Because of a large number of pharmaceutical firms competing with each other for the same drug under different trade names, unethical marketing is rife. There is a large head on the expenses of promotion, which further adds to the price of drugs. At times doctors are paid in kind or cash for prescribing an expensive drug where another less expensive drug could equally work. There could be no one to challenge the doctors’ point of view. The sheer number of similar drugs also baffles doctors. Misadministration by the paramedical staff is because of the same reason.

SOLUTION:

Availability of a provincial (or perhaps a national) formulary would prevent irrational use of drugs or misappropriation of funds in purchase of drugs. Only a limited list of approved drugs would be available in every hospital, RHC or BHU. Even registered GPs could be asked to limit their prescription to that list.

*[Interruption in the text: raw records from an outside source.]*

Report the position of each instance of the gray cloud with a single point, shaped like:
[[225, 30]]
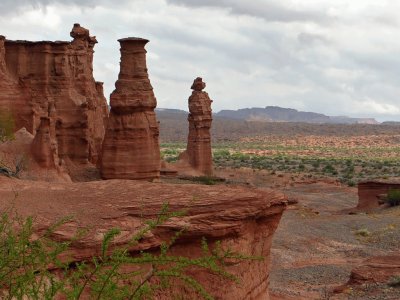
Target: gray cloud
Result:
[[269, 10], [327, 57]]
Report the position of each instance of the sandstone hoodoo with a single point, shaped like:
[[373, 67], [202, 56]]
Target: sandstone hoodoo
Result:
[[198, 149], [55, 80], [131, 147]]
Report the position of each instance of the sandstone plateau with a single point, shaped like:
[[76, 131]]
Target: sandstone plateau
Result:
[[131, 148], [242, 219], [55, 80]]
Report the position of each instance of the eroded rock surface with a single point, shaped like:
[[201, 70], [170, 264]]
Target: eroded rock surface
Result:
[[371, 192], [198, 151], [55, 80], [131, 147], [241, 218]]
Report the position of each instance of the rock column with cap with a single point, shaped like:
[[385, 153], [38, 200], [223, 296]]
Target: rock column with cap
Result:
[[131, 147], [199, 140]]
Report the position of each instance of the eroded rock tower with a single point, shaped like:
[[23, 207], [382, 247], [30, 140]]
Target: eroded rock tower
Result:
[[131, 147]]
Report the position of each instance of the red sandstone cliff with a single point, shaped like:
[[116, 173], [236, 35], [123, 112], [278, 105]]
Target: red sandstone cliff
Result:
[[131, 148], [198, 150], [55, 80], [14, 99], [370, 192], [242, 219]]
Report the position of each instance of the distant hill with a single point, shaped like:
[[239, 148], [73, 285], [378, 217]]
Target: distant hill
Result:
[[174, 128], [279, 114]]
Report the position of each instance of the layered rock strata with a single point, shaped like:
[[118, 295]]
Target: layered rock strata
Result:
[[14, 98], [44, 146], [243, 219], [131, 148], [198, 151], [370, 193], [55, 80]]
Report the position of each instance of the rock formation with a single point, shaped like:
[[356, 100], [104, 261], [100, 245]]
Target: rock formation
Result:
[[55, 80], [131, 147], [374, 270], [371, 192], [14, 100], [44, 145], [242, 219], [198, 151]]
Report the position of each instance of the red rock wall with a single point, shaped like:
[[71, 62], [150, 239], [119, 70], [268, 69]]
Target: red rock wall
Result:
[[14, 99], [58, 79], [199, 139], [131, 147], [242, 219], [368, 193]]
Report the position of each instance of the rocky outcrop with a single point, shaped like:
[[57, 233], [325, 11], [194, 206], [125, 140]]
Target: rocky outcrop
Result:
[[131, 148], [371, 192], [55, 80], [376, 269], [44, 146], [14, 100], [198, 151], [243, 219]]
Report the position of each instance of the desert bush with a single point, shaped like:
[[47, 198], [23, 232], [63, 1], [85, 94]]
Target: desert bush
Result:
[[364, 232], [393, 197], [31, 268]]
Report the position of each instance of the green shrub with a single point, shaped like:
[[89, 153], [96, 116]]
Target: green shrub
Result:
[[393, 197], [28, 263], [364, 232]]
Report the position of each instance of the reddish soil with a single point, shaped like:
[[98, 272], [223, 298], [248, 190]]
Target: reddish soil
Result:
[[317, 246]]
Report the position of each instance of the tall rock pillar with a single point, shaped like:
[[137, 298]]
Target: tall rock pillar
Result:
[[131, 147], [199, 140]]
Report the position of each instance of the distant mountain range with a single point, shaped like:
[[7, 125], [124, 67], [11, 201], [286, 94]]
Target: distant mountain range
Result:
[[277, 114]]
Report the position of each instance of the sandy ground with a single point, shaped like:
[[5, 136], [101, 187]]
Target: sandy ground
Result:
[[317, 244]]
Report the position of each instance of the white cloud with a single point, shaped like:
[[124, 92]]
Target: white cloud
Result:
[[313, 55]]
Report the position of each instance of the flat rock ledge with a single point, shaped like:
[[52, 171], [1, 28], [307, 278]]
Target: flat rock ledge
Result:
[[243, 219]]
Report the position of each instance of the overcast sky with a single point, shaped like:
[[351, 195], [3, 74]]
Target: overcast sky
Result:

A group of specialists and general practitioners should meet and make a list of essential drugs. Every one of those drugs is available under various trade names. Tenders could be called from various pharmaceuticals and the lowest bid could be accepted for supply of Provincial Health Department medicines. Even three or four companies could be short -listed. However, payment for these medicines should be conditioned to a positive report from the drug testing laboratory. Patients and doctors outside the registered population would be free to prescribe any drug from outside the formulary. As an example, paracetamol is available under various names. One or two could be short listed for their least price. Similarly, among antibiotics, only one antibiotic from each group could be selected and the least expensive listed in the formulary. Ciprofloxacin could, for example be selected from quinolones and one or two trade names could be listed on the formulary.